Abe and others have advocated for a more robust approach to the issue, including bolstered missile defense and potentially even acquiring the capabilities to directly strike North Korean missile bases — an option Defense Minister Itsunori Onodera earlier this month said he would consider.
“Prime Minister Abe will likely see this as further justification for his efforts to enhance Japan’s ability to defend itself,” said Abraham Denmark, who served as U.S. deputy assistant secretary of defense for East Asia until January. “I expect accelerated discussions about missile defense, strike, and closer coordination with South Korea and the United States.”
As Abe grapples with the effects of a spate of scandals that have dented his support rate, he will also look to cash in on his personal ties with the current U.S. president, experts say. Abe has worked hard to cultivate one of the stronger relationships among foreign leaders with the mercurial Trump.
“Abe is trying to restore public faith in his leadership,” said Sheila Smith, a senior fellow for Japan studies at the Council on Foreign Relations. “He will need to be steady in the face of the growing North Korean missile threat. Moreover, his personal investment in the relationship with President Trump will need to pay off.”
Smith said there are growing concerns over whether Abe can manage the increasingly unpredictable Trump, “and these escalating tensions between North Korea and the U.S. seem to be upping the risk for Japan.”
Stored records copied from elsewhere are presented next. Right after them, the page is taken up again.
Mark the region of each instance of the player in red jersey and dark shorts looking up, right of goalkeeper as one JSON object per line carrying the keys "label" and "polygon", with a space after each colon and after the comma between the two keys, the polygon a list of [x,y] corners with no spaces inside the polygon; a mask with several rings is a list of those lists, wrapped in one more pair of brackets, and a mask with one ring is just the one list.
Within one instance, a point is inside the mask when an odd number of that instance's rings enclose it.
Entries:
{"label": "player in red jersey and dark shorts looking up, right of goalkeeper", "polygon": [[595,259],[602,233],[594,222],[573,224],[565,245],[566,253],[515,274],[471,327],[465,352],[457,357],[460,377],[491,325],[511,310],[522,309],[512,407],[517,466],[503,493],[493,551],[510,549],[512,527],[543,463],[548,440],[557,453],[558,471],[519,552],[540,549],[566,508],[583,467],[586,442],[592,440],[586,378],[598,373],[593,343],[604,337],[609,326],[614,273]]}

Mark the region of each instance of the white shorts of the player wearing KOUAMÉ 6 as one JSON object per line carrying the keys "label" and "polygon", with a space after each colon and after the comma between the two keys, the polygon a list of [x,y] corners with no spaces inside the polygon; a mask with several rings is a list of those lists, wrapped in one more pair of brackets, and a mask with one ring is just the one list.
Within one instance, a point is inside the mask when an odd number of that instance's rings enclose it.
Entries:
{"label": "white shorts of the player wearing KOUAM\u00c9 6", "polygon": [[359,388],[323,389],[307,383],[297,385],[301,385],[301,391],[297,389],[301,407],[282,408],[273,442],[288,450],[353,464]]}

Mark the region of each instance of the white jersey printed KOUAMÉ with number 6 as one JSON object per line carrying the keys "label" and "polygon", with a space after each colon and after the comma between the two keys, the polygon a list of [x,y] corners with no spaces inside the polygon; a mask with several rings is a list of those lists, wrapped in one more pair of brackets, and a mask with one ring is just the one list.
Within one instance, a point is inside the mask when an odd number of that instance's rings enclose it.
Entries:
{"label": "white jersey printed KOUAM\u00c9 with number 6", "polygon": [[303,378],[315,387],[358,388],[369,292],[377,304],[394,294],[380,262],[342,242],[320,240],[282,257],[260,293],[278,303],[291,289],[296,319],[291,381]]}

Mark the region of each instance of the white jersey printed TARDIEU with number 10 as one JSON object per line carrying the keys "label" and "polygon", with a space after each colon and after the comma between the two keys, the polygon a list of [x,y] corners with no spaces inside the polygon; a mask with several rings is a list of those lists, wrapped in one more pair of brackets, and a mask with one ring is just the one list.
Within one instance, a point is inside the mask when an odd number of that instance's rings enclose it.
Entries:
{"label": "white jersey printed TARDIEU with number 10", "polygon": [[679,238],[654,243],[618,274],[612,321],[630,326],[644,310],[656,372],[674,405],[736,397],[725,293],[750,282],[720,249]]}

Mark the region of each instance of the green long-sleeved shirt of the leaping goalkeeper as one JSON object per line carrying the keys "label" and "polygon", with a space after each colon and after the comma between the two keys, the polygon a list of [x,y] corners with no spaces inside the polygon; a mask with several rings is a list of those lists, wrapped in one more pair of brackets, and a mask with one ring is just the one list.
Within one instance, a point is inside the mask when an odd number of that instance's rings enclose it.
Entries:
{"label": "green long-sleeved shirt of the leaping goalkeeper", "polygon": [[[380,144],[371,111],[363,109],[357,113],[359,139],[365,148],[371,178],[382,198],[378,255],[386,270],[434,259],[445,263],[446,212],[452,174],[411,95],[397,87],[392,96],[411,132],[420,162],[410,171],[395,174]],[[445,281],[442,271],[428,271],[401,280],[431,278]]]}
“This morning’s missile shot across Japan’s bow requires a strong alliance response if Abe is to demonstrate to the Japanese public that Washington is really ‘behind Japan 100 percent,’ ” Smith said.
Tuesday’s launch also came after the White House had earlier appeared to shift its focus from “fire and fury” to a return to dialogue, with the top U.S. diplomat last week lauding the North’s “restraint” for a temporary halt in provocations.
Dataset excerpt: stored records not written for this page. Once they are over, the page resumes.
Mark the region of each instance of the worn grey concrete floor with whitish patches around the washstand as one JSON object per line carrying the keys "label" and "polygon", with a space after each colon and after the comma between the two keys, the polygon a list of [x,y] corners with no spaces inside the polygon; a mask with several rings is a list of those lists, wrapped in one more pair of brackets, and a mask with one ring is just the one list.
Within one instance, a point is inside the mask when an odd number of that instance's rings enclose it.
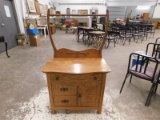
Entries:
{"label": "worn grey concrete floor with whitish patches around the washstand", "polygon": [[[160,88],[153,96],[149,107],[144,103],[147,98],[151,83],[133,77],[132,83],[127,81],[122,94],[119,94],[127,70],[128,56],[131,52],[145,51],[149,42],[155,42],[160,37],[157,30],[154,38],[149,38],[142,43],[128,42],[108,49],[103,49],[103,58],[107,61],[112,72],[107,76],[104,108],[102,115],[88,111],[60,112],[51,115],[49,112],[49,99],[46,76],[41,72],[49,58],[53,57],[53,50],[49,38],[41,39],[41,46],[17,46],[8,51],[10,58],[5,53],[0,54],[0,120],[160,120]],[[76,42],[75,34],[66,34],[58,31],[54,35],[58,48],[67,47],[74,50],[86,49],[83,42]],[[45,93],[45,96],[41,95]],[[37,100],[38,99],[38,100]],[[34,102],[33,102],[34,101]],[[42,104],[47,105],[43,112]],[[35,112],[35,106],[39,107]],[[32,111],[34,109],[34,111]],[[33,114],[31,114],[33,113]],[[74,115],[73,115],[74,114]],[[77,116],[75,116],[75,114]],[[45,117],[47,116],[47,117]],[[74,117],[73,117],[74,116]],[[85,116],[85,117],[84,117]],[[108,120],[107,119],[107,120]]]}

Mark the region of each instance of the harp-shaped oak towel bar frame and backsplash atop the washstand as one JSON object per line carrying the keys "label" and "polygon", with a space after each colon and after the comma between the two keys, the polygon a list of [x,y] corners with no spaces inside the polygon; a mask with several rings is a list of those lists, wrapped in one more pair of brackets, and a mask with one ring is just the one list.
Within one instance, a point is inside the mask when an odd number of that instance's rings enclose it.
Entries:
{"label": "harp-shaped oak towel bar frame and backsplash atop the washstand", "polygon": [[[82,58],[86,58],[86,57],[102,57],[102,49],[103,46],[105,44],[106,41],[106,36],[107,36],[107,32],[108,32],[108,26],[109,26],[109,11],[106,10],[106,14],[50,14],[50,10],[48,9],[48,13],[47,13],[47,23],[48,23],[48,28],[50,28],[50,17],[55,17],[55,16],[105,16],[106,17],[106,29],[105,29],[105,34],[103,36],[103,42],[101,44],[101,46],[99,47],[99,49],[95,49],[95,48],[91,48],[91,49],[86,49],[86,50],[82,50],[82,51],[75,51],[75,50],[69,50],[69,49],[57,49],[55,44],[54,44],[54,40],[52,38],[52,34],[51,34],[51,29],[49,29],[49,37],[50,37],[50,41],[54,50],[54,57],[55,58],[68,58],[68,57],[82,57]],[[83,55],[81,53],[84,53]],[[68,55],[68,53],[70,55]],[[73,55],[76,54],[76,55]]]}

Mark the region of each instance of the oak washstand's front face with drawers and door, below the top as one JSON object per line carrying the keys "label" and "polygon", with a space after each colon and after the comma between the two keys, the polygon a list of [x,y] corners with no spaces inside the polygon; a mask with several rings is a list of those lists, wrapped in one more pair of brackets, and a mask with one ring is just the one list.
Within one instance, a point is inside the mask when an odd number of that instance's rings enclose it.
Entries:
{"label": "oak washstand's front face with drawers and door, below the top", "polygon": [[102,88],[102,74],[49,75],[54,106],[97,107]]}

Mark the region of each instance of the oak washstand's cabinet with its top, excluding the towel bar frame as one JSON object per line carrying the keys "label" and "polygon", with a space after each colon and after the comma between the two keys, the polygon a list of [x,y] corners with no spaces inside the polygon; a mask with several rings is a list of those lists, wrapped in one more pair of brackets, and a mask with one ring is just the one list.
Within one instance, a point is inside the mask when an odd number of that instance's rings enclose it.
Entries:
{"label": "oak washstand's cabinet with its top, excluding the towel bar frame", "polygon": [[55,110],[102,111],[106,74],[103,58],[53,58],[43,70],[47,75],[51,113]]}

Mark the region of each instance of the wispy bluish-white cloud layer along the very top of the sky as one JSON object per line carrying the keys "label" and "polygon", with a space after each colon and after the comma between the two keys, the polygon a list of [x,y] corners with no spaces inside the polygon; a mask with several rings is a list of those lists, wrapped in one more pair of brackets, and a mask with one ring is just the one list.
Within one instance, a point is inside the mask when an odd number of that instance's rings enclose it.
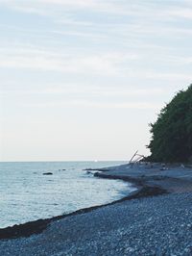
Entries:
{"label": "wispy bluish-white cloud layer along the very top of the sky", "polygon": [[[178,17],[192,17],[192,9],[176,9],[171,4],[156,4],[147,1],[101,1],[101,0],[2,0],[5,6],[17,12],[50,15],[55,25],[63,25],[60,29],[46,30],[42,34],[68,35],[74,37],[99,38],[117,41],[142,40],[153,37],[189,37],[191,28],[177,26],[173,21]],[[84,10],[86,14],[83,15]],[[100,21],[98,15],[87,15],[88,12],[107,12]],[[109,13],[113,13],[113,18]],[[125,14],[125,16],[124,16]],[[124,17],[123,17],[124,16]],[[115,17],[115,18],[114,18]],[[69,29],[70,27],[70,29]],[[84,30],[84,27],[89,29]],[[32,34],[36,32],[30,31]]]}

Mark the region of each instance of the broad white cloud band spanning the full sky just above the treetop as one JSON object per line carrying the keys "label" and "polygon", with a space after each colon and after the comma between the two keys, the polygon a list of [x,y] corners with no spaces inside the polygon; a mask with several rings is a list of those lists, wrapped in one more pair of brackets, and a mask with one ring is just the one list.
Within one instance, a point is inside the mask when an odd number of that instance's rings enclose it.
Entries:
{"label": "broad white cloud band spanning the full sky just above the treetop", "polygon": [[[85,74],[100,75],[100,77],[124,77],[127,79],[154,79],[164,81],[188,81],[191,82],[191,74],[185,72],[163,72],[156,69],[149,69],[147,66],[142,69],[132,67],[137,62],[147,62],[147,57],[133,52],[105,52],[105,53],[68,53],[49,52],[36,48],[0,50],[0,66],[14,69],[33,69],[37,71],[53,71],[63,74]],[[150,57],[150,55],[149,55]],[[161,58],[161,56],[159,56]],[[171,59],[173,58],[173,59]],[[161,58],[162,59],[162,58]],[[159,60],[161,60],[159,59]],[[170,61],[170,60],[171,61]],[[159,62],[156,59],[156,62]],[[180,58],[167,57],[167,62],[180,63]],[[184,64],[191,64],[191,58],[184,58]],[[161,60],[162,61],[162,60]]]}

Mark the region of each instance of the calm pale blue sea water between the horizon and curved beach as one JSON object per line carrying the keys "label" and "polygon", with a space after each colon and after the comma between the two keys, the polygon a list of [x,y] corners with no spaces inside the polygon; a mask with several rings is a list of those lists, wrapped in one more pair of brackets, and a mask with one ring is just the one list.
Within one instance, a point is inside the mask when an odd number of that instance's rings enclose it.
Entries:
{"label": "calm pale blue sea water between the horizon and curved beach", "polygon": [[[0,228],[122,198],[134,190],[131,184],[84,170],[121,164],[125,162],[0,163]],[[53,175],[43,175],[49,171]]]}

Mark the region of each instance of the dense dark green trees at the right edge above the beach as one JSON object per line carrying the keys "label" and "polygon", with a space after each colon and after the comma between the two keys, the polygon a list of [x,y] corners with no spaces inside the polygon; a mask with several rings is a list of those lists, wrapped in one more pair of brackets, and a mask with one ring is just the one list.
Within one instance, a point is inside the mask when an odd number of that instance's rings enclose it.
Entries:
{"label": "dense dark green trees at the right edge above the beach", "polygon": [[187,162],[192,156],[192,85],[180,90],[150,126],[151,161]]}

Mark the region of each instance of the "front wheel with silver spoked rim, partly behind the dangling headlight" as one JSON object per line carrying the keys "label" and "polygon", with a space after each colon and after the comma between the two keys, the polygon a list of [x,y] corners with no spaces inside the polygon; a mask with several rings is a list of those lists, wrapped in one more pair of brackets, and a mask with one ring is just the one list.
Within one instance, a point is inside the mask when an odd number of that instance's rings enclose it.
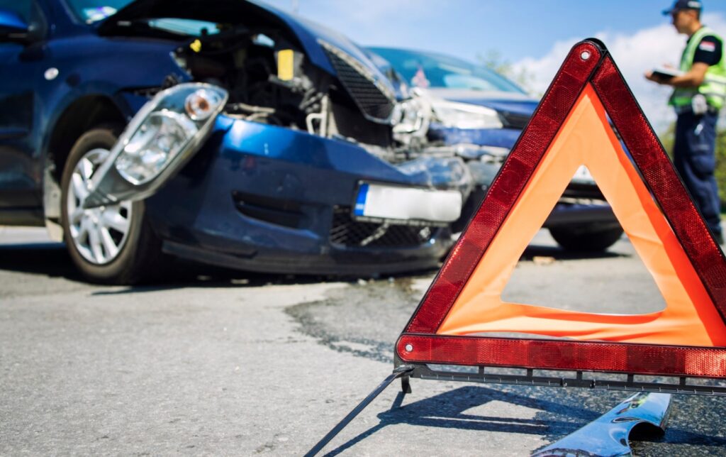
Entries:
{"label": "front wheel with silver spoked rim, partly behind the dangling headlight", "polygon": [[110,154],[118,127],[89,130],[68,155],[61,179],[62,225],[70,258],[94,282],[131,284],[149,278],[160,243],[144,215],[144,202],[83,208],[90,180]]}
U.S. Secretary of State Rex Tillerson had on Sunday held out hope that the U.S., its allies and China could “bring the regime in Pyongyang to the negotiating table” — despite its firing a day earlier of three short-range missiles.
After the nearly monthlong lull in missile tests, Tillerson had said last week that he was “pleased” to see that the Kim regime had demonstrated a “level of restraint that we’ve not seen in the past.”
Ahead of Saturday’s launches, Trump himself had appeared sanguine about the prospect of improving relations with Pyongyang, telling a campaign rally last week that Kim “is starting to respect us.”
“And maybe, probably not, but maybe something positive can come about,” he said at the time.
But the fresh provocation Tuesday was likely to have closed the door to any talks in the near future — at least for now.
“I don’t see it as a slap in the face, but it does undermine claims by Trump and Tillerson that they got Kim to back down,” said Denmark, the former U.S. official. “North Korea remains committed to its nuclear and missile ambitions.”
Ultimately, experts agreed that the latest missile test was unlikely to be the last.
“Kim Jong Un continues to suggest he is uninterested in coming to the table,” said Smith. “My own conclusion is he won’t stop until he gets the ICBM; and he will try to weaken the alliances as he goes.”